= Caterina di Meo Lippi =

Mother of Leonardo da Vinci

Caterina di Meo Lippi (c. 1436 – July 1493) is commonly identified as the mother of Italian polymath Leonardo da Vinci. Little is known about Caterina's life and she has been the subject of scholarly debate. While some scholars believe that Caterina was an Arab or Chinese slave, a book published by Martin Kemp and the archival researcher Giuseppe Pallanti says that Caterina was born in 1436 to a poor farmer, was orphaned at the age of 14 and gave birth to Leonardo da Vinci at the age of 16. According to the book Caterina later had five more children with a different man.

== Biography ==
According to the art historian Martin Kemp and the archival researcher Giuseppe Pallanti's book Mona Lisa: The People and the Painting, Caterina was born in 1436 to a poor farmer and became an orphan at age 14 after both of her parents died. She and her infant brother Papo moved into her grandmother's farmhouse in the hamlet of Mattoni, within a kilometre (1 km) of Vinci. Her grandmother died in 1451, causing Caterina to have to look after herself and her younger brother. After the 24-year-old notary Ser Piero da Vinci, originally from Vinci but working in Florence, visited Vinci, Caterina became pregnant with Leonardo in July 1451 and gave birth to him at age 16. Ser Piero and Caterina did not marry. Piero married a woman named Albiera eight months after Leonardo's birth, although this marriage was probably arranged before Leonardo was born. Piero helped arranged a marriage for Caterina, with the farmer and kiln worker Antonio di Piero del Vacca, who was often referred to as Accattabriga, translating to "troublemaker", though Walter Isaacson's biography of Leonardo notes that "he does not seem to have been one". Caterina and Accattabriga later had five more children together, four girls and one boy.

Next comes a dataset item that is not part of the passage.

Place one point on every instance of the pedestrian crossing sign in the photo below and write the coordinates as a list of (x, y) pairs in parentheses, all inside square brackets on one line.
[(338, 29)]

Caterina's husband, Accattabriga, died in about 1490, and around the same year, their son died after being shot by a crossbow. In July 1493 Caterina began living with Leonardo in Milan, but she died later that month, of malaria according to a record from the time. Leonardo recorded in his notebooks that the funeral and burial cost 123 soldi.

== Scholarship ==
The identity of Caterina has been subject to a lot of research and for a long time has been unknown. Some researchers have believed that she was an Arab or Chinese slave and was in her mid-twenties when she gave birth to Leonardo da Vinci. Some others believe that Caterina was not Leonardo's mother, but instead a servant. Her name was not mentioned in records about Leonardo's birth or baptism, but her first name, Caterina, is mentioned in a tax record five years after the birth. In 2017 the art historian Martin Kemp and the researcher Giuseppe Pallanti released a book with new information about Caterina's life which theorised that Leonardo's mother was Caterina di Meo Lippi, who was not a slave. In 2023, the Leonardo scholar Carlo Vecce published the historical novel Il Sorriso di Caterina which suggests that Leonardo's mother was a slave from the Caucasus region. Vecce's evidence was a document signed by Leonardo's father a few months after he was born, in which a slave named Caterina was freed from her mistress. In response Kemp said "I still favour our 'rural' mother, who is a better fit, not least as the future wife of a local 'farmer. Kemp said that slaves who had converted to Christianity were commonly named Caterina and said that Francesco del Giocondo, who probably commissioned the Mona Lisa, traded two slaves named Caterina in one year.